Opposition party has its way with budget; keeps impeachment drive

The main opposition Democratic Party of Korea slashed the government budget for next year and passed the reduced budget unilaterally through the Special Budget Settlement Committee.

The party, which has a majority in the National Assembly, is also pushing to impeach chair of the Board of Audit and Inspection and senior prosecutors. It seems determined to disturb the government.

The budget the majority party passed through the committee amid a ruling party boycott Friday reflects only reductions that it wants. The original government budget of 677.4 trillion won ($485 billion) was curtailed by 4.1 trillion won. It is the first time in the history of Korea’s constitutional governance that a budget bill was processed without bipartisan agreement in the budget committee.

The party removed special activity expenses for the presidential office and the National Security Office, specific work and special activity expenses for the prosecution and the Board of Audit and Inspection, and special activity expenses for the police. The expenses are related to activities that require secrecy such as intelligence gathering, narcotics trafficking investigation and probes related to national security. Setbacks in these offices' investigations will be inevitable.

The Assembly has so far acknowledged budgets for such activities undisclosed to the public. But the party abruptly removed all of them, citing the possibility of abuse. It is tantamount to revenge for indicting its leader, Rep. Lee Jae-myung, and auditing irregularities committed under the previous Moon Jae-in administration.

The government’s reserve fund of 4.8 trillion won was halved to 2.4 trillion won. The fund is used to pay for responses not only to natural disasters but also to economic crises. It cut 50.5 billion won the government had demanded for a drilling operation to uncover potential gas and oil reserves in the East Sea to 800 million won.

Constitutionally, the National Assembly must get consent from the government to increase the budget, but to reduce it, governmental agreement is not necessary. The Democratic Party used this rule to slash the budget. The party even gave up on increasing budgets for programs that it is interested in.

The Democratic Party is also pushing an impeachment drive. It reportedly plans to put to a vote in the Assembly plenary session tomorrow its bills to impeach Choe Jae-hae, chair of the Board of Audit and Inspection, and Lee Chang-soo, chief law enforcement officer of the Seoul Central District Prosecutors’ Office, and two other senior prosecutors of the office. If the party pushes these bills through, the total number of high-ranking officials it will have impeached will rise to 18.

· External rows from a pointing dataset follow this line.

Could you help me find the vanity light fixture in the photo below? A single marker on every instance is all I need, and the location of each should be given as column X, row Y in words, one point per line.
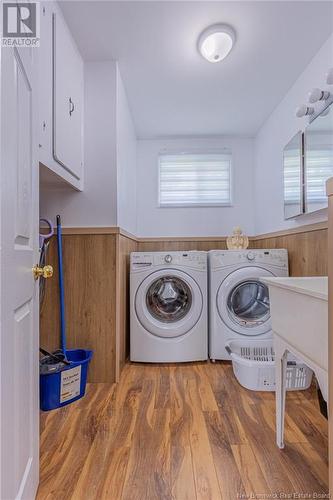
column 318, row 95
column 329, row 77
column 216, row 41
column 304, row 110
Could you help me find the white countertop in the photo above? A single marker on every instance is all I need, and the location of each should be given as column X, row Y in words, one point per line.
column 316, row 286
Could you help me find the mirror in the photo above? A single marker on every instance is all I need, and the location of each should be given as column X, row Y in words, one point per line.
column 293, row 177
column 318, row 160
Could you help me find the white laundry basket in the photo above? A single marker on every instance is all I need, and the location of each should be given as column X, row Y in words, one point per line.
column 253, row 363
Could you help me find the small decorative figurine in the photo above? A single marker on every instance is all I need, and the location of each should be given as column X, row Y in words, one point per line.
column 238, row 240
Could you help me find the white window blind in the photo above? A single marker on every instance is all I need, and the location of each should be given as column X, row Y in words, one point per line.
column 319, row 167
column 195, row 179
column 292, row 177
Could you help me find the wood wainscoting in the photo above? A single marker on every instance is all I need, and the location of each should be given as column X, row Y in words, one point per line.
column 307, row 248
column 180, row 244
column 96, row 263
column 96, row 296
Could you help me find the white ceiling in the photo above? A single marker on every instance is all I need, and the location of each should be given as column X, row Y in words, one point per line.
column 173, row 91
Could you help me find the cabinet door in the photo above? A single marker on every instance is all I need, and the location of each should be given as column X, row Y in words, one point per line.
column 67, row 99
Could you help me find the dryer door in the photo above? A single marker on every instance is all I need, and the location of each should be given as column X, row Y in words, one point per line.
column 168, row 303
column 243, row 301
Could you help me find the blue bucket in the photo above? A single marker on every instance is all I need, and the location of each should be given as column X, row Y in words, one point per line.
column 68, row 384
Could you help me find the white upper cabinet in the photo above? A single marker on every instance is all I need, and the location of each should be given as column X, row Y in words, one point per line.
column 61, row 98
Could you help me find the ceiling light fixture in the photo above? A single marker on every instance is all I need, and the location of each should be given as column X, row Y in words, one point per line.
column 216, row 41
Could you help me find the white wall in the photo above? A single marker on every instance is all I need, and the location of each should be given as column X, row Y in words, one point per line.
column 97, row 204
column 271, row 139
column 126, row 162
column 215, row 221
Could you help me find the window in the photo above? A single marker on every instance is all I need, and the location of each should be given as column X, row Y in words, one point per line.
column 195, row 179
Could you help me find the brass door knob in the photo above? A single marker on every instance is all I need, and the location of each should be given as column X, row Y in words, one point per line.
column 44, row 272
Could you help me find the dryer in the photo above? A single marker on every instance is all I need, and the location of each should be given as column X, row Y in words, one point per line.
column 168, row 307
column 238, row 299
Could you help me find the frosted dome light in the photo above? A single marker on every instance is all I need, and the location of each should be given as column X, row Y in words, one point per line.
column 216, row 42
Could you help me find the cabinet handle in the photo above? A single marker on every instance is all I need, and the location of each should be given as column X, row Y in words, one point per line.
column 71, row 106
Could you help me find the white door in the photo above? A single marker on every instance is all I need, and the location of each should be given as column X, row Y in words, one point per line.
column 19, row 382
column 67, row 99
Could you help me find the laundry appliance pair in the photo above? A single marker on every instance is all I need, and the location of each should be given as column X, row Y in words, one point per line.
column 186, row 306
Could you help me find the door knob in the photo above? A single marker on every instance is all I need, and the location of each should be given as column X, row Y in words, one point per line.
column 44, row 272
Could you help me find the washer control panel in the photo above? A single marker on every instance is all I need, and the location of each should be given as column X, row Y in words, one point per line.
column 191, row 259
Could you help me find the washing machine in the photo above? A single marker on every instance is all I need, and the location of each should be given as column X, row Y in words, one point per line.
column 168, row 307
column 238, row 299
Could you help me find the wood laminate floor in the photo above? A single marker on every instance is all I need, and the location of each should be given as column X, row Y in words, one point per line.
column 179, row 432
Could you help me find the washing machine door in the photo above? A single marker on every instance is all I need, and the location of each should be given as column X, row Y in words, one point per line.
column 168, row 303
column 243, row 301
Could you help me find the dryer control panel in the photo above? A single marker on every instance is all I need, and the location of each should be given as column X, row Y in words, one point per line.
column 272, row 257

If the chief prosecutor of Seoul District is suspended, it will hamper not only the cases against Lee, but also those involving other individuals.

The party cites several reasons for pushing to impeach Choe, but they are just formalities. If the BAI head is impeached, it would be the first time for the top post to be vacated. The inspection of government agencies will likely run into problems.

The main opposition party's push to impeach the BAI head appears to be an act of political retaliation. The board has audited allegations related to Moon’s major policies: that government statistics were manipulated, that the deployment of the Terminal High Altitude Area Defense missile system was intentionally delayed, and that data was manipulated to decommission the Wolseong nuclear power plant.

Even if the Assembly approves impeachment bills against Choe and three prosecutors, the chances are slim that the Constitutional Court will uphold the impeachments. Earlier, the court rejected impeachment bills presented by the party against Interior and Safety Minister Lee Sang-min and two prosecutors. And yet the party continues its impeachment drive, apparently to disrupt the government.

The party is said to be toying with the idea of impeaching Defense Minister Kim Yong-hyun and recommending the dismissal of Agriculture, Food and Rural Affairs Minister Song Mi-ryung. It seems to be opportunistically eyeing the fall of the Yoon government. The government does not only belong to Lee and his party. They should stop trying to disturb the government.